Re: Coastal Commission dismisses executive director (Feb. 12 issue). Take the commission to court; demand transcripts of closed door meetings. This smells very fishy. How close to developers are the commission members? How many gifts and backhanders (gratuities) have they accepted? This needs to be investigated. Far too many crooks and unethical officials.

Noel Anderson
Submitted on TheLog.com

Protection of California’s most precious resource ended yesterday

Re: Coastal Commission dismisses executive director (Feb. 12 issue). Sadly, this is yet another example of what happens when special interest groups, with deep pockets and only their own self interests in mind, are allowed to run amok. Yes, the California Coastal Commission is challenging and sometimes difficult for developers and others to work with (DPBA has long experience here) but the commission’s job is not to make profit making big coastal development project permits quick, easy or cheap. Instead the commission’s legally mandated goal is to protect and preserve coastal access, as a highly valued asset of the people of the State of California, and to be always vigilant in efforts to permit only those projects compatible with this goal. It’s also true that this is an amazingly difficult job to do, and the tools are not just the developers’ sales brochures.

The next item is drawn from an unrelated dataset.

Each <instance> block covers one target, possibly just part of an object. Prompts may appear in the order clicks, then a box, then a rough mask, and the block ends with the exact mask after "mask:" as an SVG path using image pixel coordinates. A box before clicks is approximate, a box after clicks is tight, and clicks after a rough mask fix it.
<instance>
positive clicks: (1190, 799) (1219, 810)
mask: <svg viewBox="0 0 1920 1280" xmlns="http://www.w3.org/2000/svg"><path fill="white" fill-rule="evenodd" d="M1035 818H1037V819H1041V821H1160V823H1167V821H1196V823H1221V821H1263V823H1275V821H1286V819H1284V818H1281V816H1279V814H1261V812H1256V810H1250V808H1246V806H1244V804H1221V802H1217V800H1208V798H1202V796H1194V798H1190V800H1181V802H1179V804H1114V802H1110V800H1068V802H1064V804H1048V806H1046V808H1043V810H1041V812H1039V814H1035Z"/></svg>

Detailed coastal development and use plans are necessary, to be carefully studied and refined where appropriate, before an irrevocable permit is issued. The point here is that the terms “quick, easy and cheap” simply can not apply if the Commission mission is to be accomplished! As those of us who are familiar with our court systems can attest, civil and criminal justice is not quick, easy and cheap either. Fortunately there are laws in place to protect our court systems and until yesterday, these protections also applied to the Coastal Commission as well. Regardless of the law though, monied special interests always seem to find a way to get their way. Certainly they did that yesterday regarding the California Coastal Act. Now the critically important director’s job is just another political appointment. It follows that soon staff work may be politicized too. Is it too late to do something about this? Sadly, it appears the answer is yes in Lester’s case, though we applaud and sincerely appreciate the efforts of all those who tried. Regardless, we can still reach out to our electeds, to be loud and persistent in explaining to them that we do not wish to sell our entire coastline, and thereby access to the ocean itself, to those private parties who in turn would give us no access, or only limited access for a price. Recreational boaters in particular, I’m talking to you.